The use of numbers in folder / file names is only used to set the order that scripts run in. The tool records the script path as the key of the list of scripts that have already been run in the metadata table, and checks for any scripts that have not yet been run, running them in numbered path & filename order. If there are no numbers at the start of a folder / script name then the scripts will be run in alphabetical order.

sql batches (GO)

GO batches are supported to simplify development, script files will be split on the GO keyword and each batch run separately (although all within the same transaction if supported by the DBMS in use).

Tracking table

Table SqlHawk_UpgradeLog is added and used, which records ChangeId, date applied, script path that was run, and extra description fields for the output of "git describe" or other comments.

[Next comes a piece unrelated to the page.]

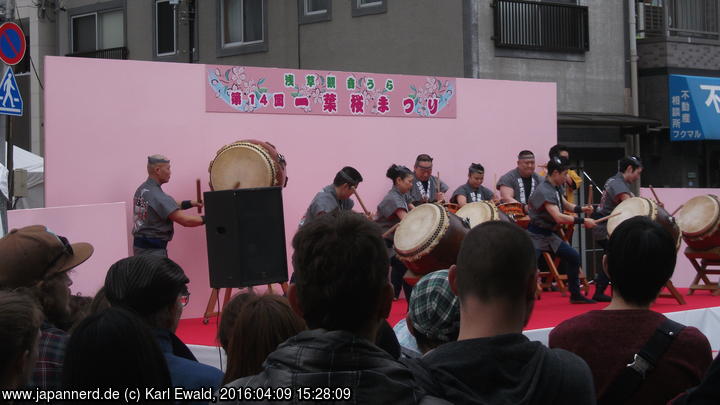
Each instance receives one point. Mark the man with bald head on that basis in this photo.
(154, 211)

You need to run --initialize-tracking to create the table if it's missing, and SqlHawk will not run upgradfe scripts if the tracking table is not there (to help avoid accidentally running against the wrong database).

The table definition is:

  • UpgradeId int not null auto_increment, # simple primary key to see ordering easily, this can be used to indicate version # of a database for display in the UI
  • UpgradeDate TIMESTAMP DEFAULT CURRENT_TIMESTAMP, # when the individual script was applied, will be slightly different across the batch
  • Batch nvarchar(200), # some kind of user generated string that groups together a set of scripts in an upgrade into a single batch, e.g. the output of git describe, or a svn version number.
  • ScriptPath nvarchar(400), # which script was run, used to prevent scripts being run twice

Branch handling

Handling multiple feature branches of development:

SqlHawk supports the following folder structure, allowing you to keep upgrade scripts for different branches in different subfolders, thus avoiding direct conflicts / confusion when the two branches are merged.

  • UpgradeScripts
    • 01_global.sql
    • 01_feature_A
      • 01_new_table.sql
      • 02_new_data.sql
    • 02_feature_B
      • 01_some_other_table.sql
      • 02_some_other_data.sql
      • 03_modify_something_else.sql
      • micro_change
        • 01_mini.sql

It is still possible that two branches may be incompatible, for example if they both modify the same table using the temp-table/copy/drop method, then whoever runs second will fail due to altered schema, or worse still silently drop data. Having said that I don't want this tool to add unnecessary overhead for the case where two branches make independent changes hence the approach taken.

The scripts are run in folder order, outermost folder first, then filename order, this way even if feature A is developed in a different branch to B, when they are merged there is no need to renumber the scripts.

The risk of clashing changes needs more thought, but I'm currently thinking that before/after schema / data validation is the ideal solution in the long run (in conjunction with a C.I. environment, which is a given in my opinion).

Notes

Developers need to be aware that scripts will never be run twice on the same database, so if a script has already been applied (to the production database) then modifying that script will have no effect. Instead a new correction script will have to be written.

If you follow the recommended build process (see Using sqlHawk for database versioning) for test databases of repeatedly dropping, restoring from backup and applying outstanding scripts then modified scripts will be re-run on your test environments where they are a higher version than the backup copy of the database.